The startup, founded in 2014, merged in March with VectoIQ Acquisition Corp., a NASDAQ-listed publicly-traded acquisition company, and is valued at more than $3 billion, according to Trucks.com. The deal has not closed.

Thanks to the merger, Nikola will receive more than $500 million from investors including Fidelity and ValueAct Capital, the report said.

A Nikola spokeswoman declined a request for comment by PYMNTS and referred us to the company’s statement in the CNBC report.

“There’s a difference between a high valuation and having cash,” the statement said. “Nikola is a pre-revenue company with a lot of expenses and burn rate is high. Since PPP funds will be used to retain staff, the lifeline follows the spirit of the Act in that we’re preserving high paying jobs.”

Nikola said the PPP funds act as a cash bridge to retain its 300 employees while the VectoIQ merger closes.

Securities and Exchange Commission filings showed Nikola received the PPP funds from JPMorgan Chase.

CNBC reported the forgivable government loan comes months after the 38-year-old billionaire bought a 2,600-acre ranch in Utah for $32.5 million. The luxury property features a 16,800-square-foot river-front mansion with eight bedrooms, eight and a half bathrooms, a billiards room, movie theater, wine cellar and gym.

At the time, Milton said buying property is just the beginning.

“I plan on picking up multiple other properties like this one in order to preserve Utah and offer a sanctuary for my family, friends and others to enjoy,” he wrote in an email to the website Mansion Global, according to CNBC. “I feel like my generation is asset light, wants smaller everything and is moving to cities, which is the opposite of what I wanted in life.”

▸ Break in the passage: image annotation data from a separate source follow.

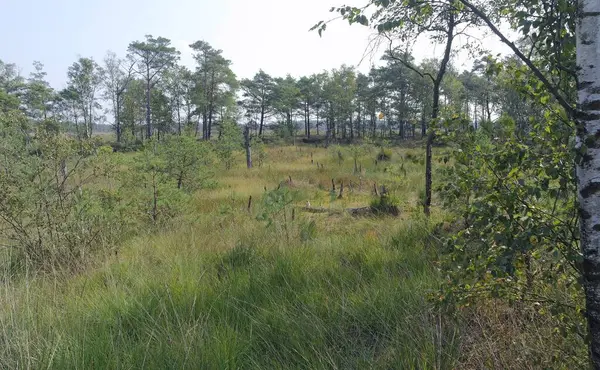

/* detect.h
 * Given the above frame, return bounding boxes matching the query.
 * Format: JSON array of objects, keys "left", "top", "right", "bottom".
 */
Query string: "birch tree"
[
  {"left": 127, "top": 35, "right": 180, "bottom": 138},
  {"left": 576, "top": 0, "right": 600, "bottom": 369}
]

On Monday, Shake Shack founder Danny Meyer and CEO Randy Garutti said the company will return the $10 million PPP loan it received from the federal government that was part of the coronavirus stimulus package.

“We’ve decided to immediately return the entire $10 million PPP loan we received last week to the SBA so that those restaurants who need it most can get it now,” they said in a letter on LinkedIn.

Other big businesses that received PPP loans include Ruth’s Chris Steak House, Potbelly and the coal mine operator Hallador Energy.